McBride sued Kieckhefer for damages; Kieckhefer asserted the statute of limitations; a jury trial was held on that issue; McBride won. But the court then granted Kieckhefer’s renewed JMOL. It also granted a new trial – on the basis, among others, that the evidence did not justify the verdict – conditionally, i.e., a new trial if the Court of Appeals reverses the JMOL ruling.

Which, by this opinion, it does. The appellate court rules on JMOLs de novo. The evidence – a he-said-she-said about whether the lawyers had an agreement to toll the statute – was conflicting. On JMOL “a trial court may not weigh the credibility of witnesses or resolve conflicts of evidence and reasonable inferences drawn therefrom.”

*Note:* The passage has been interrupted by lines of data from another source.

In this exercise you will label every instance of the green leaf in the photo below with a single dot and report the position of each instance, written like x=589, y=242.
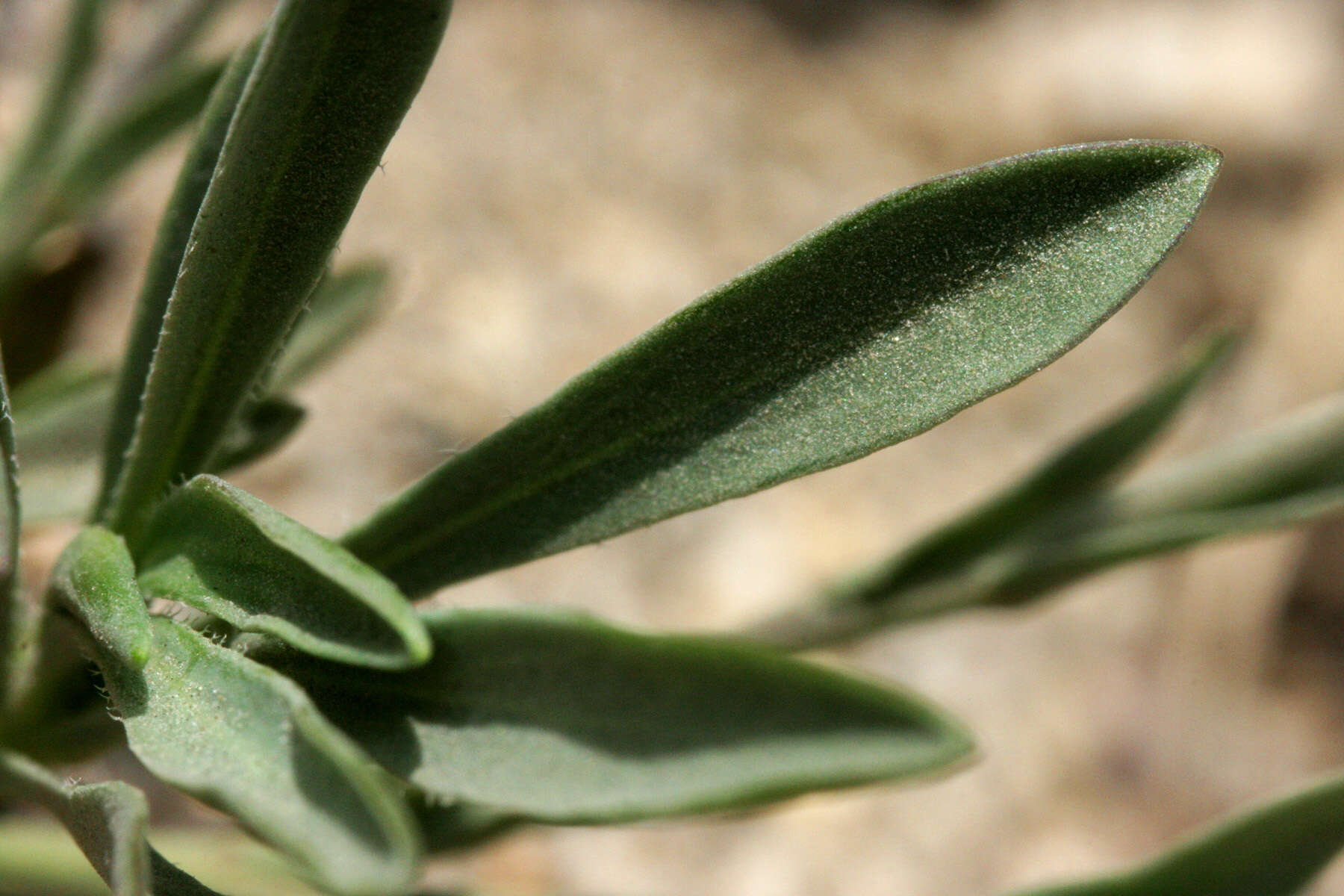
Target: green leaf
x=569, y=721
x=965, y=563
x=1272, y=850
x=96, y=579
x=171, y=880
x=867, y=332
x=217, y=548
x=262, y=428
x=108, y=821
x=166, y=260
x=109, y=149
x=1296, y=457
x=10, y=527
x=340, y=308
x=246, y=741
x=50, y=121
x=331, y=84
x=60, y=414
x=449, y=828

On a new-trial motion, though, the trial court can weigh the evidence. Its ruling is considered not de novo but for abuse of discretion. The appellate court applies “a more liberal standard when reviewing an order granting a new trial than an order denying one.” And when the basis for the new trial is that the verdict was contrary to the evidence the court will “resolve every conflict in the evidence in support of the order.” “Our supreme court has emphasized that granting a new trial because the verdict is against the weight of the evidence and does not achieve substantial justice is the “least susceptible to appellate scrutiny” (Bradshaw 1977).

The court therefore reverses the JMOL but affirms the new trial and remands.

This is a nice opinion. Division One often discusses the standard of review uselessly and at great length. Here, where the standard is actually at issue, the discussion is clear and relatively brief. And, remarkably, there are less than 1/3rd as many footnotes as pages.

As for the newfangled gobbledygook of “JMOL” rather than the self-explanatory “directed verdict,” that is probably something we’ll just have to get used to and isn’t, as far as we know, Division One’s fault.